What is a misperception? A mismatch between one person's word-mindset and another's, that means they are unable to communicate properly, because they are using words to mean different things.
And it is like the fight for gay rights, very much like it - except in the 80s the two warring systems of word-assignation were pro-gay-feminist and anti-gay-sexist. The pro-gay lens was by definition an anti-sexist lens. The people against it were therefore trying to maintain patriarchy, sexism et al. The anti-gay side was the sexist, pro-patriarchal-status-quo side.
Whereas the opposite is true with trans-words. One position reinforces the patriarchal status quo, and the other challenges it. And the reason we've got this massive argument over which side is which is all rooted in the human tendency to struggle to think outside the parameters of our word-systems and the fact that most people haven't actually sat down and worked out precisely what it is that everyone else is pointing at when they use the label "patriarchy", or the label "sexist" for that matter.
So: their identity is more important than ours, because their identity is constructed out of the dominant, sexist, patriarchal wordsets the mainstream is constructed of, and their assertion of identity reinforces the propagation of those wordsets into people's minds.
Tl;dr: their identity is more important because their identity is consistent with and reinforcing the dominant patriarchal mindset. And it's really hard to step back from the neverending human obsession with dickering over the precise way a word should be used and properly focus all efforts on the problem (in this case, the dominant mindset in patriarchy). Because we're all, on a fundamental level, trying to push our word-sets out there so we can communicate our internal experiences.
The answer there is to analyse and deconstruct the wordsets to find the common ground in people's heads, and find mutually agreeable words that work for everyone. But that's not possible if one side is an oppressor with the oppressing tendency to dominate instead of collaborate.

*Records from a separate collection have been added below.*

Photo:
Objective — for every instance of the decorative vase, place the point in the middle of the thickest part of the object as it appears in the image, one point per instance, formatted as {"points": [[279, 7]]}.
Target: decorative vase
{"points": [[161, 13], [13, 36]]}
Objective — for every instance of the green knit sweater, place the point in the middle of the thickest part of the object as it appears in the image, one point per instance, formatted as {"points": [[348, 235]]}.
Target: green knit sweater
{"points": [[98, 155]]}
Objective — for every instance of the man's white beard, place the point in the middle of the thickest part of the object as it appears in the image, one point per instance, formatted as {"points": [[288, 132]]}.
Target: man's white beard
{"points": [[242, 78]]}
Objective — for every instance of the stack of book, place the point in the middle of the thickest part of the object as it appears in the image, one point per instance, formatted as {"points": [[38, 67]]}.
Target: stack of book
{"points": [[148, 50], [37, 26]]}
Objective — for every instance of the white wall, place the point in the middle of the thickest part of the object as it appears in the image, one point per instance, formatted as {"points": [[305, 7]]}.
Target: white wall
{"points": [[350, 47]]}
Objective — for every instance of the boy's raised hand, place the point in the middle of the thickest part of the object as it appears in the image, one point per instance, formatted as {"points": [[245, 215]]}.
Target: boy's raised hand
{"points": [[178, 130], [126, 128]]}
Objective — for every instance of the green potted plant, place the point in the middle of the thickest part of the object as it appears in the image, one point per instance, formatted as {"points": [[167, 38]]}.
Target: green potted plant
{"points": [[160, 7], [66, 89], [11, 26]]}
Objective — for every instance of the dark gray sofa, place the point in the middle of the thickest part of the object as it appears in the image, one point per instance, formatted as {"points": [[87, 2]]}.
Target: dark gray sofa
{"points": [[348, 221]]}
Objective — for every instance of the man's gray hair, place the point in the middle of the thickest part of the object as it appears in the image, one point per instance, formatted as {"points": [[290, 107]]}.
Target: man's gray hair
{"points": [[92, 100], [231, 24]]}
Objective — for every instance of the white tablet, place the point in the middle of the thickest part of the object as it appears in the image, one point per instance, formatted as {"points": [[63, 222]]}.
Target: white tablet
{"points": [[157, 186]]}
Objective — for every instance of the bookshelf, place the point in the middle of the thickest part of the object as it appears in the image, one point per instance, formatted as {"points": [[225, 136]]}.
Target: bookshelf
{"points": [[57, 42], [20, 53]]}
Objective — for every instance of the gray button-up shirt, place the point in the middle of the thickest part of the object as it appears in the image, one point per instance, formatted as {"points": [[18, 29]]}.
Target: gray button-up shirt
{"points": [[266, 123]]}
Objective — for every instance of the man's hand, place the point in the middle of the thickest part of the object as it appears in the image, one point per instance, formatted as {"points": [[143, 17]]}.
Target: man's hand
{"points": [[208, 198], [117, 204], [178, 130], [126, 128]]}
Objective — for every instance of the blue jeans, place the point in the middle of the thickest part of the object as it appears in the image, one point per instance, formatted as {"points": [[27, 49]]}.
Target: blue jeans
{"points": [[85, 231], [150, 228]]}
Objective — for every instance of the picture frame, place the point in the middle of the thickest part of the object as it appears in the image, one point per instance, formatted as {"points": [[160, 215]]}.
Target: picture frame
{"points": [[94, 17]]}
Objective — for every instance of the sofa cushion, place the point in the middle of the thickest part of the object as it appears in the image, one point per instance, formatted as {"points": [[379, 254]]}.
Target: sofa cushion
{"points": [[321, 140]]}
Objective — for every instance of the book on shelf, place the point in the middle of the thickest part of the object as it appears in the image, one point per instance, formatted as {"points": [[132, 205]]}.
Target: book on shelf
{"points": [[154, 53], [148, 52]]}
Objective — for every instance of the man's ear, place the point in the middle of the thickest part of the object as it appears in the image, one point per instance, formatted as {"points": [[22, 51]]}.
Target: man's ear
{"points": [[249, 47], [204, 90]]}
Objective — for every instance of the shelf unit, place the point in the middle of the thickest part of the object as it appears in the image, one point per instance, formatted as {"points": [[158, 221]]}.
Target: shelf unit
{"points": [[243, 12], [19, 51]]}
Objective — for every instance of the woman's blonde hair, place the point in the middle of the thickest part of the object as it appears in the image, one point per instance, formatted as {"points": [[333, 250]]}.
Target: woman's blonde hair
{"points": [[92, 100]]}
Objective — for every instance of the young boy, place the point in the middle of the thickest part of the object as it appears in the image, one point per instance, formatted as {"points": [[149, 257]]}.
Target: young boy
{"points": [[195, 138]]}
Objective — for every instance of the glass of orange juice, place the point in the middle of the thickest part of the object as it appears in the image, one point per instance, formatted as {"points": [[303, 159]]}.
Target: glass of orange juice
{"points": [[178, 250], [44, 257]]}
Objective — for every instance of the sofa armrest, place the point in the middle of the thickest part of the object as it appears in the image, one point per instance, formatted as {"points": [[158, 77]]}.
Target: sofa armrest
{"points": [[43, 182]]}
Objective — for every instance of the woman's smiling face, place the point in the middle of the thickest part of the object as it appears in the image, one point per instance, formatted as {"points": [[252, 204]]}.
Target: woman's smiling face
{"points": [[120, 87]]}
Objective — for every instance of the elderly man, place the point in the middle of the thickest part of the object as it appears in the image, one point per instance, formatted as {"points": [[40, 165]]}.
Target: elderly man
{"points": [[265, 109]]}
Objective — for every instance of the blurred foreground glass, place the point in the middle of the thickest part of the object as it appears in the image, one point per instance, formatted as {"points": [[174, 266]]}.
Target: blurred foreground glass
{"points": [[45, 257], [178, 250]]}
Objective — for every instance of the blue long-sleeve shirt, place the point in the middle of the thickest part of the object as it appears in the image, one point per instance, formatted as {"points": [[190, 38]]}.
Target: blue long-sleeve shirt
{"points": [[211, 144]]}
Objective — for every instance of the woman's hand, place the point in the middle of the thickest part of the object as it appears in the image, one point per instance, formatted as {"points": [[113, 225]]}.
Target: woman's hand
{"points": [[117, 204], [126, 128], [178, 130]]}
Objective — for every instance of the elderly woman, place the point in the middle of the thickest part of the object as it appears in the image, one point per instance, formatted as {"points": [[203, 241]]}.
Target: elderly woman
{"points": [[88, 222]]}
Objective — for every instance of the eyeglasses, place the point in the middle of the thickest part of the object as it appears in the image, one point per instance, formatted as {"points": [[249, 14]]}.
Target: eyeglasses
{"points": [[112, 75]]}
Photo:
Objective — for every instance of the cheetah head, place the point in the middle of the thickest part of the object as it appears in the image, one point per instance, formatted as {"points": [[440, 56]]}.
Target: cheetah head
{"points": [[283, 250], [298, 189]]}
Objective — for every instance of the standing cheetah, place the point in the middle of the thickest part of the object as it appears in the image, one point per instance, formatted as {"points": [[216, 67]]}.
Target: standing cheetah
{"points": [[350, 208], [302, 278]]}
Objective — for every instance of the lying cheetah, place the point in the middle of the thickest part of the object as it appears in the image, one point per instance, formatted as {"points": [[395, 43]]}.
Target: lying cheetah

I could ramble on for a lot longer on this topic, but I'm wary of a massive derail on a support thread. And also I have to go to therapy in half an hour and I need to put some trousers on. And I've just realised one of the things that stops me talking openly about my trauma is the worry that the people I'm talking to are going to try to get me to interpret it through the lens constructed out of the language of the oppressor and I'm scared of leaving myself vulnerable to an attempt at mind-colonisation by the patriarchy.